My Photo
Location: California, United States

Saturday, July 23, 2011

Beauty: Elaine Scarry and Jonah Lehrer

Thinking about beauty. I wonder about the connection between beauty and goodness/truth. Ralph Waldo Emerson wrote that beauty is the mark God sets upon virtue, and John Keats wrote that beauty is truth, truth beauty, and Elaine Scarry wrote about the connection between beauty and justice (see the bottom of this post). I just don't know. I saw an interesting post today at The Frontal Cortex by Jonah Lehrer -- Why Does Beauty Exist?. It's a long article but here's just a little bit of it ...

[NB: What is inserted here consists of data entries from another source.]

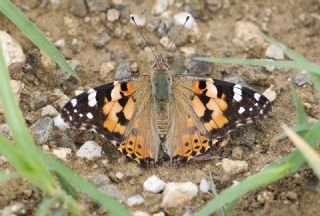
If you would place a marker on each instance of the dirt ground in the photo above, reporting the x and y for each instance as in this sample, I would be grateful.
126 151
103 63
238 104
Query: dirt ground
295 23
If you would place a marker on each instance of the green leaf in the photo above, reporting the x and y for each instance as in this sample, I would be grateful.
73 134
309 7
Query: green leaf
34 34
309 154
25 155
6 176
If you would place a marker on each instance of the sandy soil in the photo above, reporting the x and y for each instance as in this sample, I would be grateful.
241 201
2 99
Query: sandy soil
290 22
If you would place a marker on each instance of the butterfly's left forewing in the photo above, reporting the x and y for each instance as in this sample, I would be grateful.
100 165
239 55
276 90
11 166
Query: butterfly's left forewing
213 108
116 111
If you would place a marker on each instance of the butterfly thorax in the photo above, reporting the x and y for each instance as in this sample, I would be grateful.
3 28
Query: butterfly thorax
161 92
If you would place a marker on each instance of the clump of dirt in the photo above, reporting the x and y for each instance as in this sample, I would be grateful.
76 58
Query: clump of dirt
98 38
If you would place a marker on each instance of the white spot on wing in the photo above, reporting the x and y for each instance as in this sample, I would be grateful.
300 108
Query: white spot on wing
89 115
73 102
92 98
237 97
241 110
257 96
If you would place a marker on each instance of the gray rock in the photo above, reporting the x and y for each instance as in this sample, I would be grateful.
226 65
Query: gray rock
301 79
114 192
233 167
13 210
135 200
78 8
102 40
197 67
98 5
5 130
39 99
42 130
154 184
113 15
49 111
89 150
159 7
123 71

[W]hy does beauty exist? What’s the point of marveling at a Rembrandt self portrait or a Bach fugue? To paraphrase Auden, beauty makes nothing happen. Unlike our more primal indulgences, the pleasure of perceiving beauty doesn’t ensure that we consume calories or procreate. Rather, the only thing beauty guarantees is that we’ll stare for too long at some lovely looking thing. Museums are not exactly adaptive.

Here’s my (extremely speculative) theory: Beauty is a particularly potent and intense form of curiosity. It’s a learning signal urging us to keep on paying attention, an emotional reminder that there’s something here worth figuring out ..... It’s what happens when we see something and, even though we can’t explain why, want to see more. But here’s the interesting bit: the hook of beauty, like the hook of curiosity, is a response to an incompleteness. It’s what happens when we sense something missing, when there’s a unresolved gap, when a pattern is almost there, but not quite. I’m thinking here of that wise Leonard Cohen line: “There’s a crack in everything – that’s how the light gets in.” Well, a beautiful thing has been cracked in just the right way ........

The aesthetic emotion might have begun as a cognitive signal telling us to keep on looking, because there is a pattern here that we can figure out it. In other words, it’s a sort of a metacognitive hunch, a response to complexity that isn’t incomprehensible. Although we can’t quite decipher this sensation – and it doesn’t matter if the sensation is a painting or a symphony – the beauty keeps us from looking away, tickling those dopaminergic neurons and dorsal hairs. Like curiosity, beauty is a motivational force, an emotional reaction not to the perfect or the complete, but to the imperfect and incomplete. We know just enough to know that we want to know more; there is something here, we just don’t [know] what. That’s why we call it beautiful.

About Elaine Scarry -- you can find videos of her giving a lecture on her book about beauty and justice, but interesting is a short video (sadly unembeddable) someone made, commenting on Scarry on beauty and being wrong, using Susan Boyle as an example ... she writes that there are two mistakes people make about beauty: one is judging something beautiful at first but later seeing it's not; and the other more serious mistake is not attributing beauty to something that is, due to a lack of generosity. Jonah Lehrer's post above quotes Nabokov as saying that beauty makes your hair stand on end -- when I first saw the original video of Susan Boyle singing, it did make my hair literally stand on end :)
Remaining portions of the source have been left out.